Previous studies in this laboratory have indicated that the tumorigenic and biochemical response of rats to aflatoxin may be affected by diet. To clarify the possible importance of the fat component of the diet in altering these biochemical responses a cross-over experiment was devised in which peanut oil and lard were reversed in two diets containing different protein sources and vitamin mixtures. It was found that more concentrated doses of aflatoxin administered for a shorter period of time had a more inhibitory effect upon growth, and liver pathology also appeared to be worse than when smaller doses were given for longer periods of time. There were slight differences in pathology due to the basal diet among peanut oilfed rats, and large differences when the fat component was lard. Plasma cholesterol levels were elevated as a result of the aflatoxin administration, regardless of the diet, and liver cholesterol levels were elevated in response to aflatoxin when diets containing the more varied protein source were fed. In all fractions of plasma fatty acids, fatty acid patterns similar to those observed in marginal essential fatty acid deficiency were seen when lard was fed. The observations that the more restricted protein diet or some component of it, reacts with lard to produce signs similar to those typical of essential fatty acid deficiency and that this regimen produces the most severe liver pathology further establishes the importance of the diet as a means of modifying the response of the organism to aflatoxin.
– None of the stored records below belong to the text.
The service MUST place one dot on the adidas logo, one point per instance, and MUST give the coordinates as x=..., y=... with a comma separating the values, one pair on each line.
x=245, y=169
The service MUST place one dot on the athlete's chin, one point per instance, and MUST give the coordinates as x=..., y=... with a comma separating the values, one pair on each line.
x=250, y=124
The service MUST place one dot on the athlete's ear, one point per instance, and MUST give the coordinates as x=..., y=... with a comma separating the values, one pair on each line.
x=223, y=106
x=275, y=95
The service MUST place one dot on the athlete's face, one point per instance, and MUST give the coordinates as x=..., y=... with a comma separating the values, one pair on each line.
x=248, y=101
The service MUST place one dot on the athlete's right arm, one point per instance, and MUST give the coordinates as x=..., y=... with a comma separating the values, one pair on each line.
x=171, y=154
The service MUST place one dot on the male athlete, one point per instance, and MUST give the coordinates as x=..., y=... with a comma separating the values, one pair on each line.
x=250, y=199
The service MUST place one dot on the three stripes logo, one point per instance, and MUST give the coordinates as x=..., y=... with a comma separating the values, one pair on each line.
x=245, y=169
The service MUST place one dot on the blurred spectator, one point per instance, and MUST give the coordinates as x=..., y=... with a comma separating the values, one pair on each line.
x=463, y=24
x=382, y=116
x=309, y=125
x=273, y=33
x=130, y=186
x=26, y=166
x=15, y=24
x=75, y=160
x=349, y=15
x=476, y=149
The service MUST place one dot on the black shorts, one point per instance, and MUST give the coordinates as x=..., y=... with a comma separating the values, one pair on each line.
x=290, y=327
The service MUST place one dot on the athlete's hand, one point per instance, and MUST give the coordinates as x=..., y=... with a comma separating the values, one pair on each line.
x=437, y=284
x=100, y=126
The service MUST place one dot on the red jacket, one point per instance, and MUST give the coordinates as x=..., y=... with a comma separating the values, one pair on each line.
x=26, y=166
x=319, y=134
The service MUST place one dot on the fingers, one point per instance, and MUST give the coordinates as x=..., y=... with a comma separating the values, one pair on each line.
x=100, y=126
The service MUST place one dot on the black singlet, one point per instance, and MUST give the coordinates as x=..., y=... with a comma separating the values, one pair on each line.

Effect of sterculic acid upon aflatoxicosis in rats fed diets containing saturated and unsaturated fat

Investigations on trout have shown that the cyclopropenoid fatty acids, which occur naturally in small amounts in unrefined cottonseed oil, may act as powerful cocarcinogens when fed in conjunction with aflatoxin. Attempts at confirming these findings in mammals, i.e. rats, have been inconclusive. In this study, the effects of sterculic acid and aflatoxin upon lipid metabolism and tumor formation in male rats have been examined using basal diets containing either saturated or unsaturated fat to which the following additions were made: (A) basal diet (no supplements); (B) aflatoxin B1 at 1.7 ppm; (C) sterculic acid at 210 ppm; and (D) aflatoxin B1 at 1.7 ppm, plus sterculic acid at 210 ppm. The rats consumed these diets for 3 months and, thereafter, were fed the unsupplemented basal diet until sacrifice 9 months later. Growth was depressed in rats in groups B, C, and D, but no synergistic inhibition was observed, regardless of the fat source. Liver wt doubled in response to aflatoxin; however, only when the diet contained unsaturated fat did sterculic acid, in combination with aflatoxin, exaggerate the increase in liver wt (a reflection of the more severe liver pathology observed in these rats). In the animals fed the saturated fat diet, aflatoxin administration to animals fed the control or sterculic acid supplemented diets resulted in marked increases in plasma cholesterol levels; the unsaturated fat diets, supplemented with aflatoxin, evoked a slight increase in plasma cholesterol content which was nullified by sterculic acid supplementation.